In der Raumfahrt-Halle gibt es ein echtes Space Shuttle. Dort kann man aber nicht besonders weit reingehen.

Ein Roboter bedient die Kunden auf Knopfdruck am Souvenirshop.

Und noch eine Besonderheit: Das Imax-Dome-Kino. Dort saßen wir unter einer riesigen, 800 Quadratmeter großen Kuppel und betrachteten eine bildgewaltige Dokumentation über die Mond-Missionen. Ganz schön schwindelerregend.

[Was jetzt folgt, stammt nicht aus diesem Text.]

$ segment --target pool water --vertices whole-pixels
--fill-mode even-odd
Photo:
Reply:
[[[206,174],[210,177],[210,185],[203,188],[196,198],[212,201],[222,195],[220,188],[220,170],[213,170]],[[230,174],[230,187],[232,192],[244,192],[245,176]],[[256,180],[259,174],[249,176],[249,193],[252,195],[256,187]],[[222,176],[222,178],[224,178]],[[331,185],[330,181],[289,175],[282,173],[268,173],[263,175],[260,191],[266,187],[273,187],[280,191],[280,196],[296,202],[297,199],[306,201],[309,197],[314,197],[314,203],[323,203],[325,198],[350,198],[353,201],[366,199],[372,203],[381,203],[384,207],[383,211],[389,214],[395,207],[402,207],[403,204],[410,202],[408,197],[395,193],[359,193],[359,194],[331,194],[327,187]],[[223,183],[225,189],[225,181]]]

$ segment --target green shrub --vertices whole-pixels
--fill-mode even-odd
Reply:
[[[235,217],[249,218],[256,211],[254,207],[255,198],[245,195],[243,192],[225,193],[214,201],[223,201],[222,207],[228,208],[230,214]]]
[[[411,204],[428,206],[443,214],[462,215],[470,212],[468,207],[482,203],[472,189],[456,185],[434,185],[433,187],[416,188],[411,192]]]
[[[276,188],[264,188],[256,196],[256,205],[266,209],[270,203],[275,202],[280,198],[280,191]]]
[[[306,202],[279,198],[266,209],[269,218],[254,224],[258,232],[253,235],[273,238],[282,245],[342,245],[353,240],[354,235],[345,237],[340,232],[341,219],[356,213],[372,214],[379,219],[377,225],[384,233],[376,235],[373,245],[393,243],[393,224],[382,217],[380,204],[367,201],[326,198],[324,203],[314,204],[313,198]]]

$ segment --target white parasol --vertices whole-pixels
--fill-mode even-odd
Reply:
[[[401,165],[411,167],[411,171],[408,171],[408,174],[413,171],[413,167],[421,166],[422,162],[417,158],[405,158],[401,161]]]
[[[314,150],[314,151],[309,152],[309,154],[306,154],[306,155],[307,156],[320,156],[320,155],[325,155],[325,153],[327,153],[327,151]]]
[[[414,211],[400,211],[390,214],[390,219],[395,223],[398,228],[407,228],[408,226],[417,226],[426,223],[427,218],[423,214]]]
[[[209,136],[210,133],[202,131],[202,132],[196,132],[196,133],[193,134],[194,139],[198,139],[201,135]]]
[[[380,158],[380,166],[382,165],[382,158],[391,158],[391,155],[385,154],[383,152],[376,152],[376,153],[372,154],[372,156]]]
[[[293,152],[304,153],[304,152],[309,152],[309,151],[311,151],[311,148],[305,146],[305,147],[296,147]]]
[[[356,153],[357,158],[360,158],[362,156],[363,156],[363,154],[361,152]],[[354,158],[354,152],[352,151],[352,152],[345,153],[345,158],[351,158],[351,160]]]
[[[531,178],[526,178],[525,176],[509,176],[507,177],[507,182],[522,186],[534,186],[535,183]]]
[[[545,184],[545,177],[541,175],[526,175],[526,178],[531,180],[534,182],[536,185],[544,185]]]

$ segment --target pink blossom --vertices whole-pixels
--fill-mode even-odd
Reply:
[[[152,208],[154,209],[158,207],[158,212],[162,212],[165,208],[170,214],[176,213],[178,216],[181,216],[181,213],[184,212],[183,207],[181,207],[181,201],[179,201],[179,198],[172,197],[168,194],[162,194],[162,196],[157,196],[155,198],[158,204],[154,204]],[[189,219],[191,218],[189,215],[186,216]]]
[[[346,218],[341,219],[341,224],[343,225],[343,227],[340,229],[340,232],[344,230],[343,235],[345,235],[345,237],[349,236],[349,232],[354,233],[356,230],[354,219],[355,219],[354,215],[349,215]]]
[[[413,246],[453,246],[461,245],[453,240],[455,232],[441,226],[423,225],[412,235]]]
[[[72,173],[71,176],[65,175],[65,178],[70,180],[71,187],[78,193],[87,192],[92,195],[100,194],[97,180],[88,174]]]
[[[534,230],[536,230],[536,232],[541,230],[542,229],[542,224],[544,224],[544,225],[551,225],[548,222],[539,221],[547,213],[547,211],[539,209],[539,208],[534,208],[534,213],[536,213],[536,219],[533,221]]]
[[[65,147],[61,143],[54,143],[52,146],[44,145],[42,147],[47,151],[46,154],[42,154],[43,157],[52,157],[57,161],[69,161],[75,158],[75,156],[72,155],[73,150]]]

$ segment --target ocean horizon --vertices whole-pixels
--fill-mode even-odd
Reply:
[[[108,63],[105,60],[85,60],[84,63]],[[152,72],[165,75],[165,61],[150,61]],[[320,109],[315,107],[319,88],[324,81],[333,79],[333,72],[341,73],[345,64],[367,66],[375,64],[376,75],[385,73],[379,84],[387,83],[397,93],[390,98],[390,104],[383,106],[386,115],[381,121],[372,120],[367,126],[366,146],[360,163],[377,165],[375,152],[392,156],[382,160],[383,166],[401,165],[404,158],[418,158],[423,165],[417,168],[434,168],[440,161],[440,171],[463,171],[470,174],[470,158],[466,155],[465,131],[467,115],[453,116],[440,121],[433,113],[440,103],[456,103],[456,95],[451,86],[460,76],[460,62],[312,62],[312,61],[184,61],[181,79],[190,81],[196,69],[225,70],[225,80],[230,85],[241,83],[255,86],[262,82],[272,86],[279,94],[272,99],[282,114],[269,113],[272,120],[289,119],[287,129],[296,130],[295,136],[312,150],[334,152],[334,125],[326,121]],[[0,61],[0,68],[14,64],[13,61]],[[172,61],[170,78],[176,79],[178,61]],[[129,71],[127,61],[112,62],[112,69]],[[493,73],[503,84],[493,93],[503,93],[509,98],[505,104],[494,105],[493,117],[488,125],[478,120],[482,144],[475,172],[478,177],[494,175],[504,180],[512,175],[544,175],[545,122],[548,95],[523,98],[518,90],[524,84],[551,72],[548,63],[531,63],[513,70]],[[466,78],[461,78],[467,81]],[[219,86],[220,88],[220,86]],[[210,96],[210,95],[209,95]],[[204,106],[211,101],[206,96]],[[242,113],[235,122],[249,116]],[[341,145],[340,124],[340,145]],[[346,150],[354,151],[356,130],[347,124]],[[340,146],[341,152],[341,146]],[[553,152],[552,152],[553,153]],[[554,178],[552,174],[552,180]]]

Vielleicht werden irgendwann in einer ähnlichen Kuppel ja auch mal die üblichen, langen Kinofilme gezeigt - das wäre doch was.


Diesmal haben wir bei unseren Freunden Barbara und Christoph übernachtet, die zufälligerweise in Speyer wohnen. Auf einer Radtour bei Freunden zu übernachten hat nicht nur den Vorteil, dass man Geld spart, sondern vor allem, dass man einen so persönlichen und gastfreundlichen Aufenthalt genießen darf, dass eine Airbnb-Wohnung im Vergleich dazu fast schon anonym erscheint. (Der Nachteil ist, dass man abends plaudernd mit Weingläsern herumsitzt, es irgendwie ganz schön schnell ganz schön spät wird und man am nächsten Morgen nur schwer aus den Federn kommt).

1 Kommentar:

  1. Wir haben den gesamten Blog gelesen und können uns sehr gut Eure Erlebnisse vorstellen. Dein Schreibstil gefällt uns sehr gut und wir hatten viel Spaß beim Lesen (gestern bei strömendem Regen, während wir an Euch Armen dachten, die in der Kälte bis nach Mannheim mußten....)
    Viel Spaß beim nächsten Abschnitt!!!